Editörden: Yılın sonuna küçük notlar…
Yılın son günlerinin sahibi Aralık ayı, hiç şüphesiz, İK profesyonellerinin en yoğun olduğu dönemdir. Rutin süreçlerin haricinde son çeyreğin bitimi, yeni bütçelerinin düzenlenmesi veya revize edilmesi, ücret artışlarının sonuçlanması ve performans görüşmelerinin değerlendirilmesi vs...
Dışarıdan bakılınca en zoru, sanırım, performans değerlendirmeleri ve bunların geri bildirimlerinde çalışan ve yönetici arasındaki ilişkiyi İK olarak doğru yönetmektir. Bu da İK yönetiminin performans yönetimini ne kadar başarılı yürüttüğünün göstergesi... Kasım ayında düzenlediğimiz Performans Yönetimi Zirvesi’nden gözlemlediğim kadar; performans yönetimi en yakınında olan yetenek yönetimi ile birlikte bir yol arkadaşlığına doğru ilerlerken bunu göremeyen İK yöneticilerinin bu süreçte başarılı olamayacağını da aşikâr...
Geçenlerde SHRM sitesinde, ‘İşkolik olmak bir maharet değildir!’ başlıklı bir makale vardı. Genellikle bir etiket olarak kullanılmasına rağmen, bir işkolik için fiziksel ve zihinsel olarak "iş bağımlısı" denilebilir. İşkoliklik aslında obsesif- kompulsif bir davranış bozukluğu olarak kabul ediliyor.
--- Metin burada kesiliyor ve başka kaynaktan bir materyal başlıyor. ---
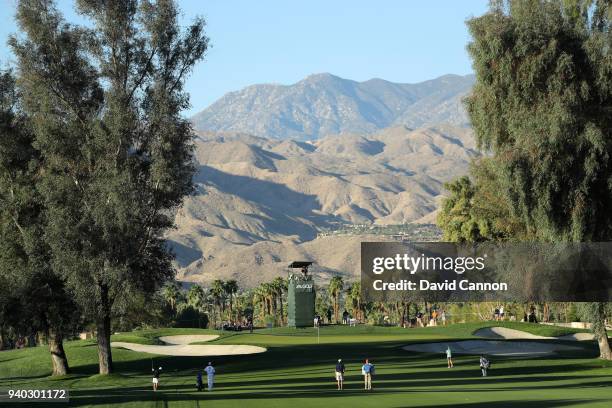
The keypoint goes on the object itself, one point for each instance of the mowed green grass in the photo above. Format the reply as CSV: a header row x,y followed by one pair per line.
x,y
298,371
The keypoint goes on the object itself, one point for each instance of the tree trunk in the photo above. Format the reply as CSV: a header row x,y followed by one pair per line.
x,y
604,347
105,357
599,330
58,355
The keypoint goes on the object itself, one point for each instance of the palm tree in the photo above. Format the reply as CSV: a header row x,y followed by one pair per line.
x,y
217,291
354,294
231,287
259,298
172,293
336,284
279,284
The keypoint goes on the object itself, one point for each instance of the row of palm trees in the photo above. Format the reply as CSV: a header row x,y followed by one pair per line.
x,y
269,298
266,303
218,301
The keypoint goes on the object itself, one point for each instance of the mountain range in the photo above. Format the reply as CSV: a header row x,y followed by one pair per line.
x,y
324,104
262,202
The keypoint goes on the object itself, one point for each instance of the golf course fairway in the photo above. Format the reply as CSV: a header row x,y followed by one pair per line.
x,y
297,370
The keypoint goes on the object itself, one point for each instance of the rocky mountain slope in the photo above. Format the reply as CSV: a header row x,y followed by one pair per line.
x,y
262,202
325,104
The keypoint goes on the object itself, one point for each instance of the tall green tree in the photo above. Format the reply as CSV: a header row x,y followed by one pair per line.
x,y
279,285
477,210
336,285
230,287
35,299
106,105
196,297
542,104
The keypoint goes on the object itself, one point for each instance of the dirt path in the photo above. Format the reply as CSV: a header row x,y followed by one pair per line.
x,y
180,346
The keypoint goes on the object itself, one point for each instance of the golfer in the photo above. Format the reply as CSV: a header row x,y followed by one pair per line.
x,y
340,373
449,357
156,372
210,374
367,370
484,365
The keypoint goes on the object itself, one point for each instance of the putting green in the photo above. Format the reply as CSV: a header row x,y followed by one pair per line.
x,y
493,348
298,371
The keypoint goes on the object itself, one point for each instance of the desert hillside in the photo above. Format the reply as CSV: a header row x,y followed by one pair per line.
x,y
324,104
261,202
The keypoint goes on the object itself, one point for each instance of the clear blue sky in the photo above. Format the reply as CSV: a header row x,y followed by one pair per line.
x,y
283,41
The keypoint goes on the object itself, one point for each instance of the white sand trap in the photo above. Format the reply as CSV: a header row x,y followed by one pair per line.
x,y
492,348
179,346
508,334
511,334
188,338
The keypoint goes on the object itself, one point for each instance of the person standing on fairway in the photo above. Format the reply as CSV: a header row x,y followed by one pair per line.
x,y
484,365
449,357
210,374
340,374
156,372
367,370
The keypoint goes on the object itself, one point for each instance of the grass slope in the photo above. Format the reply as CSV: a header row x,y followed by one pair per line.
x,y
298,371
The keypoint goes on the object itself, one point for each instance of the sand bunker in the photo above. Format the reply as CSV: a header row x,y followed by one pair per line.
x,y
578,337
492,348
511,334
180,346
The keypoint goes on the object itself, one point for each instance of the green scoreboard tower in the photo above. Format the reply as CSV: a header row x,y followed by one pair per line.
x,y
301,296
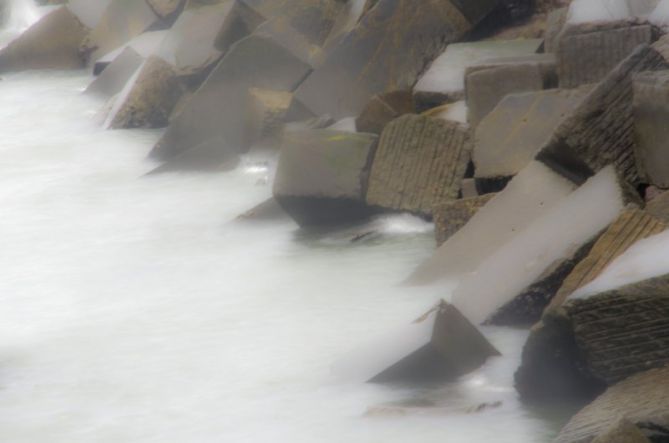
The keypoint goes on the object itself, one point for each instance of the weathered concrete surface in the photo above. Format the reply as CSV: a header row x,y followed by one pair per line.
x,y
527,307
589,344
419,161
631,226
486,84
530,195
640,400
321,176
216,110
452,347
121,21
150,99
189,44
587,53
117,74
445,78
601,129
51,43
384,108
386,51
651,95
538,249
622,432
511,135
449,217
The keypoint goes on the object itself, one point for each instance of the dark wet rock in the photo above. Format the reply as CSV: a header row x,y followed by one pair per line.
x,y
449,217
115,76
486,84
641,402
452,347
121,21
597,341
387,50
631,226
382,109
321,176
206,157
651,94
51,43
511,135
217,109
150,99
600,131
420,161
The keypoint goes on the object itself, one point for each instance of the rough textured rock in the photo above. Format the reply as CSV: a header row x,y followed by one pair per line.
x,y
321,176
601,129
386,51
121,21
488,83
216,110
449,217
419,161
511,135
382,109
641,401
528,306
632,226
51,43
586,54
529,196
150,99
651,95
115,76
622,432
452,347
589,344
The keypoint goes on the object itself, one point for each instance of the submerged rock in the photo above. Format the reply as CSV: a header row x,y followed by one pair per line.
x,y
322,175
419,162
635,408
51,43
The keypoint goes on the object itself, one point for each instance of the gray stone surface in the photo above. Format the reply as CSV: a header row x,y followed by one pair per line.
x,y
486,84
512,134
419,162
387,50
321,176
587,53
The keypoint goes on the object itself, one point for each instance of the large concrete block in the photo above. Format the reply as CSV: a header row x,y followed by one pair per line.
x,y
640,401
449,217
553,238
600,131
117,74
420,161
387,50
149,97
512,134
631,226
217,109
121,21
440,345
321,176
51,43
486,84
445,78
587,53
530,195
651,110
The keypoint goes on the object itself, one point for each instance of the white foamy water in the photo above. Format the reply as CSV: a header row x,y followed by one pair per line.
x,y
135,310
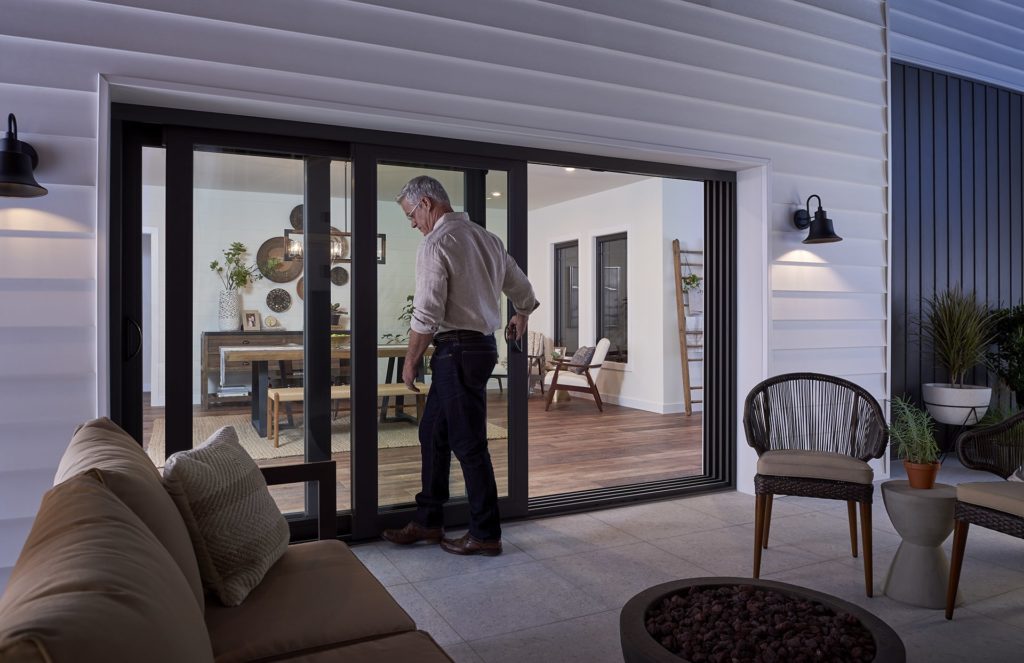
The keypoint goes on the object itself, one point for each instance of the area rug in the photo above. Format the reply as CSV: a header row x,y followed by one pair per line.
x,y
390,436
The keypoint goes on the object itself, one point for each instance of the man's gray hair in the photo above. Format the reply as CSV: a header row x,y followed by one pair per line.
x,y
423,187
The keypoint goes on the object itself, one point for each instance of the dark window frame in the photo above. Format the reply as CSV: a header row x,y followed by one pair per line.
x,y
600,323
559,289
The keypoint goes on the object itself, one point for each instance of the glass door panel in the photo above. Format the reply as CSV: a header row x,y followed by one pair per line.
x,y
342,283
248,306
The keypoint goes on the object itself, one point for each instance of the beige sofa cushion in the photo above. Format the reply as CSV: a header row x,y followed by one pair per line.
x,y
815,464
93,583
349,605
417,646
131,475
1000,496
237,530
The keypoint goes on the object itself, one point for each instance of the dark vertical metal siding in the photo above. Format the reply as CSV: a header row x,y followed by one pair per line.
x,y
956,205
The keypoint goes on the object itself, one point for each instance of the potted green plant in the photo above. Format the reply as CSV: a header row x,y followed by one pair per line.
x,y
694,293
912,433
1007,360
960,330
235,275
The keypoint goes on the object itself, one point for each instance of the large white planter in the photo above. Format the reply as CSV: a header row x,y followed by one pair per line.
x,y
229,311
956,406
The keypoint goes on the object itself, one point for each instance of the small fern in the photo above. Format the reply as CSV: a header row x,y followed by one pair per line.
x,y
912,432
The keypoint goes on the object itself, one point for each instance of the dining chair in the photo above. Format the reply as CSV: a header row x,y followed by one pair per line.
x,y
996,505
814,434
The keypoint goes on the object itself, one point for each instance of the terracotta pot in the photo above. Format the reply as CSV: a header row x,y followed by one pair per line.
x,y
921,474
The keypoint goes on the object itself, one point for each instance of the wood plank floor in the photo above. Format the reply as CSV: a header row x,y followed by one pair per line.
x,y
572,447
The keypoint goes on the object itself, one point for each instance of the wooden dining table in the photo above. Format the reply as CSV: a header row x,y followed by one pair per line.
x,y
260,358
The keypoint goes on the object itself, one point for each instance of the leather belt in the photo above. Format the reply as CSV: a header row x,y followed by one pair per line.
x,y
457,334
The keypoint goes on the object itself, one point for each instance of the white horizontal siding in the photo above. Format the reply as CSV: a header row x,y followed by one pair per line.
x,y
978,39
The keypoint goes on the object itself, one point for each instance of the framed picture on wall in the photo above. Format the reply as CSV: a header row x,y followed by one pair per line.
x,y
251,321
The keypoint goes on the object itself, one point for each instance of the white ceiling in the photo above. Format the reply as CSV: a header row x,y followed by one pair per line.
x,y
546,184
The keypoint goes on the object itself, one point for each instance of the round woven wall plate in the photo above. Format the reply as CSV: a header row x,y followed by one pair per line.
x,y
296,217
279,300
339,276
286,270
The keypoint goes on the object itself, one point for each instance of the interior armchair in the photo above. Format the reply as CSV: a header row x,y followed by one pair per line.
x,y
996,505
814,434
578,377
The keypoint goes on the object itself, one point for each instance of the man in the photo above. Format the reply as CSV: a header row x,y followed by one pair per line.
x,y
461,272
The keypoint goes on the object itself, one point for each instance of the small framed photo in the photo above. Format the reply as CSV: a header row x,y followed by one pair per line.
x,y
251,321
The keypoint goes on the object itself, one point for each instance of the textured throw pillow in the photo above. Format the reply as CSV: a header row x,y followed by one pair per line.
x,y
236,527
582,358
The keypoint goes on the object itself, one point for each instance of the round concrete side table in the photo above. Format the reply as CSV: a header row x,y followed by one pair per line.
x,y
924,519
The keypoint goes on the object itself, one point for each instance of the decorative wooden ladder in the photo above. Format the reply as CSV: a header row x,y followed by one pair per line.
x,y
681,260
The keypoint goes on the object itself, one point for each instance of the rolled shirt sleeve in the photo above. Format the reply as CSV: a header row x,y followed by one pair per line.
x,y
518,288
431,290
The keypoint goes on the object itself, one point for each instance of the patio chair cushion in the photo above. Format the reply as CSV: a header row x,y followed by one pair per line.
x,y
1000,496
814,464
582,359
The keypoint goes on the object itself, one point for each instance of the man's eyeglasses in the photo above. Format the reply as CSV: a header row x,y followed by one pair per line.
x,y
409,214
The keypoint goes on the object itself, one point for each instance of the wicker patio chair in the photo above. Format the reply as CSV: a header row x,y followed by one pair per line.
x,y
814,434
996,505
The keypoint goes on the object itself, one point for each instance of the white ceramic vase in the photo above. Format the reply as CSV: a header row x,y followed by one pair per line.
x,y
956,406
229,311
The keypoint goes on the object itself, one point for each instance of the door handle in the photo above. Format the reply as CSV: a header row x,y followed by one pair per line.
x,y
130,355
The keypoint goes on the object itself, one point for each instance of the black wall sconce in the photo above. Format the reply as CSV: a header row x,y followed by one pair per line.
x,y
17,160
821,228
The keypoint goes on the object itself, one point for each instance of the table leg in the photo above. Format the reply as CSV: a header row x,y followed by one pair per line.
x,y
260,383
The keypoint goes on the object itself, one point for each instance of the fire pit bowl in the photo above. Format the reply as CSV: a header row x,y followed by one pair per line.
x,y
741,617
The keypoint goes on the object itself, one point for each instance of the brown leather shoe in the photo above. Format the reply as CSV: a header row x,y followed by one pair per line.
x,y
467,544
414,533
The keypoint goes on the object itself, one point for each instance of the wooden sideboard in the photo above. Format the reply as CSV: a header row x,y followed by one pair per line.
x,y
238,374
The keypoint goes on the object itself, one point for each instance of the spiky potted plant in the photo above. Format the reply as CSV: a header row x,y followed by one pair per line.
x,y
912,434
960,330
236,276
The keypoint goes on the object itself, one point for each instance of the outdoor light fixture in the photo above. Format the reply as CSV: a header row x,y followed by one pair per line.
x,y
821,228
17,160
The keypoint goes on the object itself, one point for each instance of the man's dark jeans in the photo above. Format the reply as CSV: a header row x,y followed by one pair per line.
x,y
455,420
Japonya'da da "karoshi" (aşırı çalışmaktan ölüm) nedeniyle yılda yaklaşık bin kişi ölüyor. Japon Çalışma Bakanlığı, 1987'den beri yıllık karoshi istatistikleri yayımlıyor. Hatta karoshi kurbanları için bir ulusal konsey ve telefon yardım hattı da kuruldu. Faaliyete geçtiği ilk üç yılda bu telefon hattı, çoğunlukla kocalarını kaybeden eşlerden gelen 2 bin 500'ün üzerinde çağrı aldı. Ancak, ülkede aşırı çalışmaya bağlı intiharların sayısı da artmaya devam ediyor. İşkolik olmak bizim ülkemizde de çok büyük bir vasıfmış̧ gibi görünür ve o kişiler iş hayatında fazlasıyla takdir edilir.
Kimi insanlar işkolik olmayı afili kariyerlerinin bir göstergesi olduğunu düşündüğünden değişmek istemez. Çok çalışmak ile işkolik olmak arasında kocaman bir fark var aslında… Çok çalışan insanlar gerektiğinde iyi eğlenmeyi de bilir. Oysa ki, işkolikler bu konudan bihaberdir. Kasten sürekli meşgul bir hayat tarzı peşinden koşarlar. Koşuşturmayı, adrenalinin yükselmesini, heyecanı severler. Hayır demeyi bilmezler. İşkolikler için iş, her şeyden önemlidir. Düsturları rahatlıkla "Çalışıyorum öyleyse varım" olabilir.
Günümüz ekonomisinde, maalesef, kendini işine adamak işinizi kaybetmeyeceğinizin garantisi olamıyor. İflaslar, küçülmeler, yapılan ortaklıklar sonucunda yaratılan yönetim değişiklikleri işkolikleri kayırmak yerine tuzağa düşürebiliyor. İşsizlik, işkolik için acımasız bir oyunun parçası haline gelebiliyor. Bu nedenle, size naçizane tavsiyem; iş bize sunulan güzel bir imkandır ama hayat da kaçırılamayacak kadar güzel ve hızlıdır!